Comme je le disais à l’instant, le président de Rohan a courageusement tenté de sauvegarder la parole de la commission des affaires étrangères, de la défense et des forces armées au travers d’une communication sur laquelle nous n’avons pas trouvé grand-chose à redire. Pour notre part, nous avons tenté d’analyser sa pensée, dont nous avons d’abord considéré qu’elle visait à ne pas froisser le Gouvernement. On ne saurait lui en faire reproche, en raison de son appartenance à la majorité présidentielle.

Mais nous avons aussi perçu chez lui les mêmes réticences que les nôtres. Sur la défense anti-missile de théâtre, il faut continuer ; nous sommes d’accord. Sur la défense anti-missile de territoire, nous avons ressenti quelques réserves et une ferme volonté de préserver le rôle de la dissuasion ; nous partageons cette volonté. Sur le coût du système, le risque de dérive suscite beaucoup d’interrogations ; elles sont aussi nôtres, car l’état de nos finances, dont la majorité est en grande partie responsable, elle qui gouverne depuis 2002, ne nous permet pas de faire tout et n’importe quoi. S’ajoute à cela le fait que, les moyens financiers de l’OTAN étant ce qu’ils sont, la mise ne place d’un tel bouclier anti-missile hypothéquera à coup sûr les autres capacités de l’Alliance, alors que celle-ci est durablement embourbée en Afghanistan, malgré les annonces incertaines de début de retrait : 2011, 2014, 2016, maintien de forces au-delà ? Plus personne ne sait vraiment qui croire ! C’était bien le sentiment des parlementaires lundi et mardi à Washington.

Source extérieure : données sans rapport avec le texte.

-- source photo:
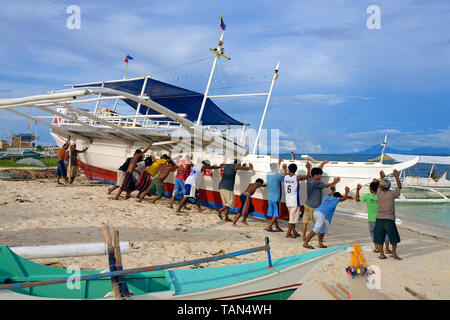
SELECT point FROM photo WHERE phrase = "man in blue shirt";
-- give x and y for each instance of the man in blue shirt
(274, 180)
(325, 211)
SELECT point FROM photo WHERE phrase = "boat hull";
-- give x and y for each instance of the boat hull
(252, 281)
(101, 161)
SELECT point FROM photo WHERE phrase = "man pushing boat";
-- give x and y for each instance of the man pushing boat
(193, 183)
(157, 184)
(128, 184)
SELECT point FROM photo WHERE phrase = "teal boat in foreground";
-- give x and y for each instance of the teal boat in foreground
(276, 280)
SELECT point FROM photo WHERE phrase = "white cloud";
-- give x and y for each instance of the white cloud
(287, 145)
(328, 99)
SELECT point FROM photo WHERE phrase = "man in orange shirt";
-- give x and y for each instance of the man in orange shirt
(60, 166)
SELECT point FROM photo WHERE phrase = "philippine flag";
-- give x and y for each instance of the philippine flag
(223, 26)
(128, 57)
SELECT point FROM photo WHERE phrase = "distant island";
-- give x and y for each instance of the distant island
(416, 151)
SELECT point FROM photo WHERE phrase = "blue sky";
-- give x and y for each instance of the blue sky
(341, 86)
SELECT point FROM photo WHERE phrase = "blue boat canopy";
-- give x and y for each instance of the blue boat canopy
(174, 98)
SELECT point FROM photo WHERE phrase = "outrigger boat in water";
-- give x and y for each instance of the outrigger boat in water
(265, 280)
(180, 122)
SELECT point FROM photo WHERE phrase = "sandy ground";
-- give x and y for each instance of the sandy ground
(40, 212)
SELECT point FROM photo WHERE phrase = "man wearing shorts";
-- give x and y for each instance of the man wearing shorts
(193, 183)
(385, 222)
(324, 212)
(149, 173)
(314, 189)
(371, 201)
(74, 162)
(183, 169)
(246, 201)
(274, 180)
(226, 186)
(157, 184)
(292, 196)
(60, 165)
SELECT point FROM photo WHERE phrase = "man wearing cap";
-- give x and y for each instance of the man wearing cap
(193, 183)
(385, 221)
(274, 181)
(226, 186)
(183, 169)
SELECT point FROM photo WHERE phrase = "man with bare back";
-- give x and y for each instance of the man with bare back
(246, 201)
(128, 184)
(157, 184)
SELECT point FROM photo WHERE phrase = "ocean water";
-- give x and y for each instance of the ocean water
(435, 215)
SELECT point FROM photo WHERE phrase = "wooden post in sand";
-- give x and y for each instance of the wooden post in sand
(124, 292)
(415, 294)
(111, 262)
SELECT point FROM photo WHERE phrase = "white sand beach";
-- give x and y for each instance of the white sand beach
(40, 212)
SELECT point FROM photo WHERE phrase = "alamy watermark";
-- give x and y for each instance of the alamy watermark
(74, 20)
(374, 20)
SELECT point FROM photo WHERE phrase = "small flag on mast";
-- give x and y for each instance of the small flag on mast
(128, 57)
(223, 26)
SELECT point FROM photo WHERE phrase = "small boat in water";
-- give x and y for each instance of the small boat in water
(273, 279)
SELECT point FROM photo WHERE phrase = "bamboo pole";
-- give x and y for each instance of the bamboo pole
(111, 262)
(134, 270)
(415, 294)
(123, 287)
(333, 292)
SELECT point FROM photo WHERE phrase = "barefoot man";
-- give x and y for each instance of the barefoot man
(371, 201)
(157, 184)
(74, 162)
(183, 170)
(128, 184)
(314, 189)
(325, 211)
(121, 173)
(193, 182)
(292, 195)
(246, 201)
(61, 167)
(274, 181)
(226, 186)
(385, 222)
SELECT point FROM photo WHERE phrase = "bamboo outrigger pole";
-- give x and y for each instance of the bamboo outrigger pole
(22, 285)
(275, 76)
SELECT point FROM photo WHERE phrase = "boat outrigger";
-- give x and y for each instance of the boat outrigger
(180, 122)
(273, 279)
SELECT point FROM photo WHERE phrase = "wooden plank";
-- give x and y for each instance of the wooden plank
(111, 261)
(134, 270)
(415, 294)
(333, 292)
(123, 287)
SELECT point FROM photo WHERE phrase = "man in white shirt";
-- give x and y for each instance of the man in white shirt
(292, 196)
(193, 183)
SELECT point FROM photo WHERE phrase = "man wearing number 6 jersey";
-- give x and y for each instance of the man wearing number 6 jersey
(292, 195)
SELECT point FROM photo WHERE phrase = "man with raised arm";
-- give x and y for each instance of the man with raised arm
(246, 201)
(226, 186)
(129, 184)
(371, 201)
(193, 183)
(325, 212)
(60, 165)
(292, 195)
(157, 184)
(314, 189)
(385, 221)
(74, 162)
(274, 181)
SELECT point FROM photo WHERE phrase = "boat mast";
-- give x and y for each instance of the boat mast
(275, 76)
(219, 53)
(384, 146)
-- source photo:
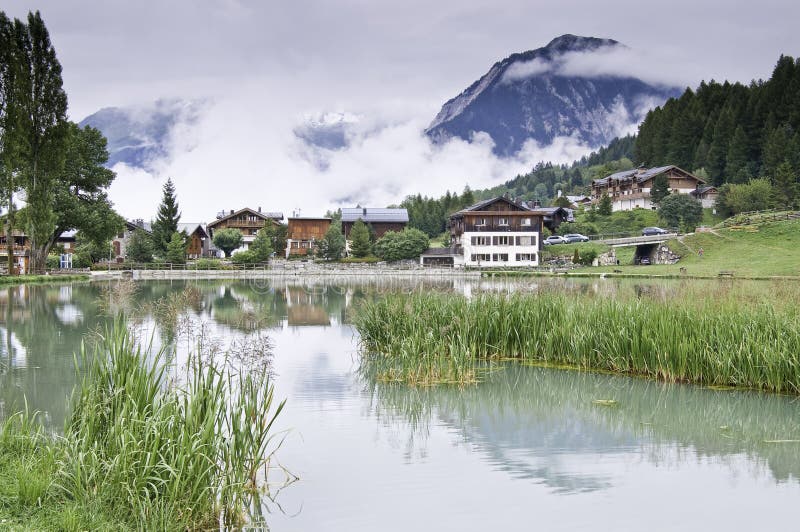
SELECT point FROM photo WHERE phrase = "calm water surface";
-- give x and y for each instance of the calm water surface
(525, 449)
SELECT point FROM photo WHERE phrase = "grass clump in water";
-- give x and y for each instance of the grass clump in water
(140, 451)
(720, 341)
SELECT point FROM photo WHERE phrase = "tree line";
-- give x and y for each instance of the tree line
(731, 133)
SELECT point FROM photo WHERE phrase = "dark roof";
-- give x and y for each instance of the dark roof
(439, 252)
(190, 228)
(702, 190)
(640, 174)
(373, 215)
(485, 203)
(264, 215)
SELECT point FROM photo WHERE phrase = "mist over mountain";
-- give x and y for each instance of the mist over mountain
(579, 87)
(139, 136)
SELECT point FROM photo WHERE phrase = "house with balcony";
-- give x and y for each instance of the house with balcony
(20, 249)
(248, 221)
(630, 189)
(498, 232)
(303, 234)
(380, 220)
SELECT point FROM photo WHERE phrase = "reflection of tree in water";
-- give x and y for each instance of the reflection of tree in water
(42, 327)
(525, 420)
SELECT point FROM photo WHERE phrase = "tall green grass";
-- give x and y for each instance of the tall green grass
(151, 446)
(429, 338)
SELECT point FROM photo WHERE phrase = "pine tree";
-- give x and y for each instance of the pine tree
(360, 245)
(785, 183)
(140, 247)
(332, 246)
(167, 219)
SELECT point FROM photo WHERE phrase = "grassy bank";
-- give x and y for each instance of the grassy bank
(771, 249)
(6, 280)
(141, 452)
(440, 338)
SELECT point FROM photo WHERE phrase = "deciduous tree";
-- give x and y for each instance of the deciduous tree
(227, 240)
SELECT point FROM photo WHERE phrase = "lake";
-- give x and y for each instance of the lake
(526, 448)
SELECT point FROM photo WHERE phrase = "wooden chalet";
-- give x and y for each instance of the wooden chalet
(706, 195)
(630, 189)
(246, 220)
(21, 250)
(303, 233)
(381, 220)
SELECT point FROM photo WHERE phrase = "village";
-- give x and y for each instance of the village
(495, 232)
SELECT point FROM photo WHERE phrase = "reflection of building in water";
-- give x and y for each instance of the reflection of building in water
(306, 305)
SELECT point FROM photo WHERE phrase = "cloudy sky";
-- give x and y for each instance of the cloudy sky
(264, 66)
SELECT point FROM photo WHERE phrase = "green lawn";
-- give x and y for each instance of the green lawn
(772, 249)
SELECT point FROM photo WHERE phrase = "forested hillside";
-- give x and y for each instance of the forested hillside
(734, 132)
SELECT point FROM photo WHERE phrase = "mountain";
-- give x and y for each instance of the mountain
(568, 88)
(140, 135)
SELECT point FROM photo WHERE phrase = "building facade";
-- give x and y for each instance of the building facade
(304, 233)
(248, 221)
(630, 189)
(498, 232)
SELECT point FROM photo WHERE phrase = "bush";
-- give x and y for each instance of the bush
(356, 260)
(208, 264)
(408, 244)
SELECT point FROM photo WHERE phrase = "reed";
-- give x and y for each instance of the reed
(428, 338)
(151, 446)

Enfin, nous avons perçu très distinctement, au travers du rapport du président de Rohan, qu’il ne faudrait pas se mettre entre les mains des Américains. Or, monsieur le ministre d’État, comment pourrait-il en être autrement quant à la décision ultime de mise en route du système si le besoin s’en faisait sentir face à une agression quelconque ? Qui peut croire sérieusement que la décision pourra être partagée par les Américains ?

En résumé, ce que nous avons lu au travers de ce rapport fort bien fait, c’est qu’il faut y être, parce que de toute façon cela peut se faire sans nous ; mais nous avons lu aussi que la France est dans l’OTAN, que la défense anti-missile se fera dans l’OTAN et donc que la France fera partie de la défense anti-missile : curieux syllogisme, qui nous permet de mieux apprécier les conséquences d’une décision unilatérale et à contre-courant de la décision du Président Sarkozy de retourner dans le commandement intégré de l’OTAN, ainsi que de constater, avec une réelle amertume, quelle place est laissée aux choix politiques de la France.

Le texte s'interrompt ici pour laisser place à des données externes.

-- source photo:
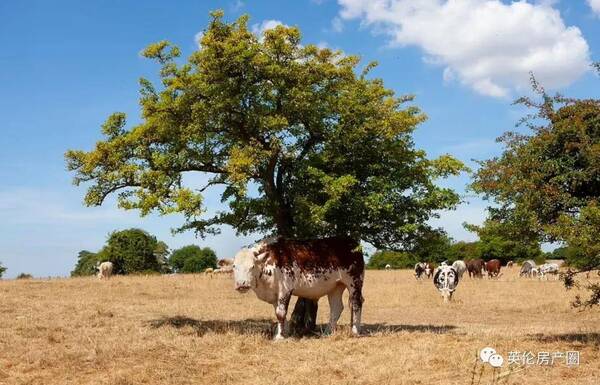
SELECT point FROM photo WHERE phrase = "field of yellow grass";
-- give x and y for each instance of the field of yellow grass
(193, 329)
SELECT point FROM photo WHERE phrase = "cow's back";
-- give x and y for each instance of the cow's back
(317, 255)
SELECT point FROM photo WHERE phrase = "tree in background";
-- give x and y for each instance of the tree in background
(161, 253)
(24, 276)
(498, 240)
(192, 259)
(86, 264)
(302, 145)
(550, 178)
(131, 251)
(464, 251)
(396, 259)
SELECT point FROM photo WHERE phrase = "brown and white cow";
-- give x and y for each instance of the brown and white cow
(475, 268)
(493, 268)
(277, 269)
(104, 269)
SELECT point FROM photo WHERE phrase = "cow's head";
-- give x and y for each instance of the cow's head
(446, 280)
(246, 268)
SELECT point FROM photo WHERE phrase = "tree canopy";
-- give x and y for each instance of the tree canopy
(548, 181)
(192, 259)
(131, 251)
(300, 143)
(86, 264)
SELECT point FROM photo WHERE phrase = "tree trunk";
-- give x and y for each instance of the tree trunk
(304, 317)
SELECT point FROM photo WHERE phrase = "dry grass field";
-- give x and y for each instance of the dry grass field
(196, 330)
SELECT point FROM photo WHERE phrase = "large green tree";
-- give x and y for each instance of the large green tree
(131, 251)
(547, 181)
(301, 143)
(86, 264)
(503, 241)
(193, 259)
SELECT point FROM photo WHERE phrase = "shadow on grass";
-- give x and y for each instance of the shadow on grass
(246, 327)
(266, 327)
(580, 338)
(386, 328)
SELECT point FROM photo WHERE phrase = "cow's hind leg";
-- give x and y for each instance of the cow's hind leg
(336, 306)
(283, 302)
(356, 301)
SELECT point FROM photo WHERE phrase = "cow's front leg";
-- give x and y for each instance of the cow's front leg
(283, 302)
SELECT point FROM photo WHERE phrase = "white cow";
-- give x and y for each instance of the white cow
(460, 267)
(104, 270)
(548, 268)
(445, 279)
(278, 269)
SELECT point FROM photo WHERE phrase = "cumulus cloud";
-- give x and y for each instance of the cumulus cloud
(595, 5)
(487, 45)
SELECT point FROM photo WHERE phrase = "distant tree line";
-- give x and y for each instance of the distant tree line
(135, 251)
(496, 241)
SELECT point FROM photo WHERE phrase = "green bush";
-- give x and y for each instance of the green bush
(86, 264)
(24, 276)
(192, 259)
(131, 251)
(397, 260)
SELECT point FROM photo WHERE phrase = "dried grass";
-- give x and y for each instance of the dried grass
(191, 329)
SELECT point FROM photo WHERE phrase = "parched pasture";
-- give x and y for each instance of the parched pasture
(193, 329)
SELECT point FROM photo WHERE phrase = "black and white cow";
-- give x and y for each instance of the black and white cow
(278, 268)
(445, 279)
(423, 269)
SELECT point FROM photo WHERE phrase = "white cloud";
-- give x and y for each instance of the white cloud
(337, 25)
(487, 45)
(236, 5)
(595, 5)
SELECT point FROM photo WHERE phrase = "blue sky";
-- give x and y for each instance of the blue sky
(66, 65)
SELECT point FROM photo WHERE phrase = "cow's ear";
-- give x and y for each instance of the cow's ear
(260, 257)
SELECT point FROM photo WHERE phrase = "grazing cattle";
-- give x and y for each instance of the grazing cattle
(420, 269)
(460, 268)
(429, 269)
(224, 263)
(104, 270)
(475, 267)
(446, 280)
(526, 269)
(548, 268)
(492, 267)
(277, 269)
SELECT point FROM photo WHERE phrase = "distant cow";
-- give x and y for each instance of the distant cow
(460, 268)
(475, 268)
(420, 269)
(526, 269)
(277, 269)
(446, 281)
(548, 268)
(224, 263)
(493, 268)
(104, 270)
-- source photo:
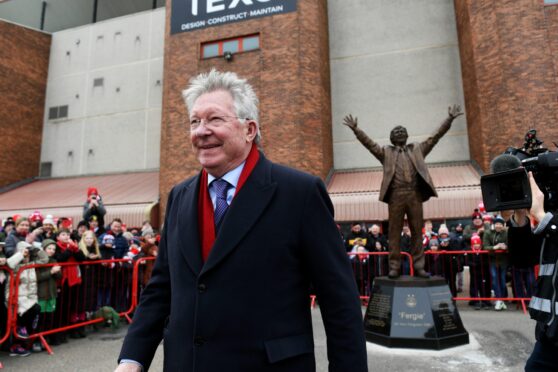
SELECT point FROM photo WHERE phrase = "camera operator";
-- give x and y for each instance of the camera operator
(94, 206)
(530, 246)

Monsieur le ministre d’État, nous voudrions que la représentation nationale soit éclairée devant ce risque de perte d’autonomie dans la décision pour la France. Qu’en est-il de la mise en place d’un outil de commandement et de contrôle – le fameux C 2 – pour cette nouvelle défense ? Qui commandera réellement le système ?

On nous dit que la décision est prise sur la base d’un projet réaliste, adapté à l’évolution de la menace balistique que font peser certains programmes mis en œuvre au Moyen-Orient. Pouvez-vous nous dire quelle est la réalité de l’évolution de cette menace ? À mots mal couverts, tout le monde semble comprendre que c’est de l’Iran qu’il s’agit. Sans nul doute pourrez-vous nous éclairer sur l’urgence qu’il y a à décider.

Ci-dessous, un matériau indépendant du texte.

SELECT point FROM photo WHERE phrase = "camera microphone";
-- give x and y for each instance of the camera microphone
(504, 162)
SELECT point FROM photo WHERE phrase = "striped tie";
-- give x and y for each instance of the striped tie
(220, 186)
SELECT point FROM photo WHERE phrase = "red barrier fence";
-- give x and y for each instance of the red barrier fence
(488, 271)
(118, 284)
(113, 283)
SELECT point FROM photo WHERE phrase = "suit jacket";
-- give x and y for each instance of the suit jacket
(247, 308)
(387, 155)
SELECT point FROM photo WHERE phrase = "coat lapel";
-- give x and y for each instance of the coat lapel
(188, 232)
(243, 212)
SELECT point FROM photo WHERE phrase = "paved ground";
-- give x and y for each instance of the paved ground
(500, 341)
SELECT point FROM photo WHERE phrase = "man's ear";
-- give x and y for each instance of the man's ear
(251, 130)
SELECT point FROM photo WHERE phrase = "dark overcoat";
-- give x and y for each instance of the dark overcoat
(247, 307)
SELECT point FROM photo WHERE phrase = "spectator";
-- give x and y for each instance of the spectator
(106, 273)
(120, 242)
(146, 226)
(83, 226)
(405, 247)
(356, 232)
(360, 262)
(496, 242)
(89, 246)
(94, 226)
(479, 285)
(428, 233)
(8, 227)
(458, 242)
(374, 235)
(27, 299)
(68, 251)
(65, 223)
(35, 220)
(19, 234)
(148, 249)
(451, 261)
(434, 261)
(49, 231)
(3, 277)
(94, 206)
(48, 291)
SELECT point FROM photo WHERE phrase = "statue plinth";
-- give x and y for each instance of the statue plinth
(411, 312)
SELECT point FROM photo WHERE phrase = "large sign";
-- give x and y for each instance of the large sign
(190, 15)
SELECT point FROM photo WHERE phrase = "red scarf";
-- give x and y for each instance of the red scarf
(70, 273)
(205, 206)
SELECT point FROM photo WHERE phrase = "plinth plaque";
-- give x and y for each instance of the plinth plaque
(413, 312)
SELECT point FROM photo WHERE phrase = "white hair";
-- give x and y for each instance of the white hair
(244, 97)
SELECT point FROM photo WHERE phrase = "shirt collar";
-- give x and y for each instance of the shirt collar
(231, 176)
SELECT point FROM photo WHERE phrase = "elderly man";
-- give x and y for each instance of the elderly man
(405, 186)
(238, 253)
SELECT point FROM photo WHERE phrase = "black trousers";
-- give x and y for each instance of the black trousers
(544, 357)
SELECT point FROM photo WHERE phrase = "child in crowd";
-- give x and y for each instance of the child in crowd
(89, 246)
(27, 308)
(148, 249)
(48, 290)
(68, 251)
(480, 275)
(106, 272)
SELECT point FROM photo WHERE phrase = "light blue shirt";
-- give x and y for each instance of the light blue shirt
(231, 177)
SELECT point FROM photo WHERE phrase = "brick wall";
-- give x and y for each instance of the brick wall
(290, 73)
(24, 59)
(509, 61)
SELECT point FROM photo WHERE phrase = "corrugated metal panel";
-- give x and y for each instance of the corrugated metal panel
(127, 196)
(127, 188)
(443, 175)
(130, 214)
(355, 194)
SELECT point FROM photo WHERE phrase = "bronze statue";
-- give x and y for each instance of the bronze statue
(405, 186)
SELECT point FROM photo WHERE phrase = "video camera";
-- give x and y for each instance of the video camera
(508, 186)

Nous attendons de vous, cela va de soi, des réponses précises, et non les mêmes explications que celles que nous fournissent à longueur de colonnes les quotidiens. Nous sommes devenus prudents quant à l’affirmation de ce genre de menaces, dont l’une des premières vertus est d’abord d’entretenir l’inquiétude chez nos concitoyens et de justifier – je fais ici allusion aux propos à peine voilés et souriants que nous a tenus au mois d’octobre, à New York, l’ambassadeur de Russie auprès des Nations-Unies – l’extraordinaire effort d’équipement militaire de tous les pays de la région. L’ambassadeur de Russie nous a d’ailleurs demandé, l’air un peu narquois, si nous n’aurions pas une petite idée sur le nom du pays qui avait bénéficié de ces juteux marchés…

Voyez-vous, monsieur le ministre d’État, je suis devenu extrêmement prudent depuis que, dans cette maison, j’ai eu avec d’autres collègues ici présents le privilège d’entendre, voilà quelques années, l’une de nos soi-disant spécialistes en matière de prolifération nucléaire affirmer qu’il y avait des armes de destruction massive en Irak. Cette affirmation n’était donc pas l’apanage de George Bush : c’était du Bush à la française ! On sait ce qu’il est advenu de ces fameuses armes et, pour ma part, je ne remercierai jamais assez le président Chirac de ne pas s’être laissé enfumer – pardonnez moi l’expression ! – par ces beaux esprits. (M. Robert del Picchia applaudit.) Sinon, la France serait peut-être encore présente en Irak, et à quel prix !

J’aimerais être convaincu que la même vigilance est encore d’actualité au plus haut sommet de l’État. J’ai parfois quelques doutes à cet égard quand je vois l’allant que la France met, dans le dossier iranien, à se placer en première ligne ; elle est parfois même plus allante que les Américains, qui, si je suis bien informé, semblent d’ailleurs en marquer quelque étonnement. Il serait sans doute dommageable de découvrir dans quelque temps, malgré notre empressement à les devancer, que les Américains ont, de leur côté, entamé en secret et de façon bilatérale des discussions avec les Iraniens qui pourraient nous laisser sur le bord du chemin.

Je ne suis, bien sûr, ni sourd ni insensible aux propos malveillants du président iranien. Mais, me semble-t-il, ceux qui passent leur temps à montrer du doigt le régime iranien manifestent une faible connaissance de la complexité du pouvoir iranien en laissant à penser qu’un seul homme, fût-il le président, détient à lui seul les clefs de la politique de ce grand pays, de cette grande civilisation qui n’ignore nullement les risques qu’elle encourrait en cas de dérapage fatal. La subtilité persane semble, elle aussi, échapper à quelques faucons de par le monde, dont nous devrions un peu plus nous méfier.

Monsieur le ministre d’État, je dois conclure, hélas ! sur un sujet qui mériterait encore de longs développements. Mais le temps m’est compté.

J’ai essayé de démontrer pourquoi il nous paraît indispensable que le Gouvernement joue cartes sur table, qu’il dissipe toutes les ambiguïtés et qu’il apporte enfin toutes les réponses nécessaires face à ce qui apparaît clairement comme un revirement de la politique de sécurité, de défense et, surtout, d’indépendance de notre pays. (Applaudissements sur les travées du groupe socialiste et du groupe CRC-SPG, ainsi que sur certaines travées du RDSE.)